Fechando esse texto, é necessário, também, pensar nos meninos negros que são adotados por famílias brancas ou filhos de relações interraciais que, muitas vezes, vivenciam práticas racistas no âmbito familiar, nos espaços de socialização (como escolas) ou nos espaços que suas famílias circulam. Algumas Defensorias Públicas solicitam que seja retirado o campo etnia do cadastro de crianças aptas para o acolhimento, pois, segundo o Conselho Nacional de Justiça, 06 em cada 10 famílias adotantes no Brasil buscam por crianças brancas. E os que adotam crianças negras, apresentam predileção pelas meninas. Há, também, um grande índice de devolução de crianças negras adotadas por famílias brancas. Sob a justificativa de não adaptação essas famílias devolvem a criança para as casas de acolhimento. Esse processo é traumático para esses meninos e meninas. Todavia, a desumanização dos corpos negros, estabelecida pelo racismo, faz com que essas famílias não olhem essas crianças como dotadas de emoções e sentimentos. Por isso, podem ser objetificadas. Há um debate em curso sobre o racismo na adoção que precisa ser mais explorado pela sociedade brasileira. A assistente social baiana Denise Ferreira, que atua no sistema de justiça traz à tona esse debate. Assim como alguns grupos de famílias adotantes frequentam encontros para dialogar sobre racismo. 
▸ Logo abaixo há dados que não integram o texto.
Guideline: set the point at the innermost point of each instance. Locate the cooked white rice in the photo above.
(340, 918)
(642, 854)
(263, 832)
Esse é um tema que nos apresenta muitas camadas. Não é possível esgotar todas nesse texto. Mas é um chamado a reflexão e a ação. Não há fórmula mágica. Letramento racial em todos os espaços é um primeiro passo. Humanizar os meninos negros é um passo importante. Reolhar os meninos negros a partir de seus diferentes ciclos de vida é um primeiro passo para humanizar. A política pública em todos os âmbitos olhar para os meninos negros a partir da perspectiva interseccional. Olhar, atentamente, as suas necessidades e buscar corresponder a elas. Assim, começaremos o processo de mudança.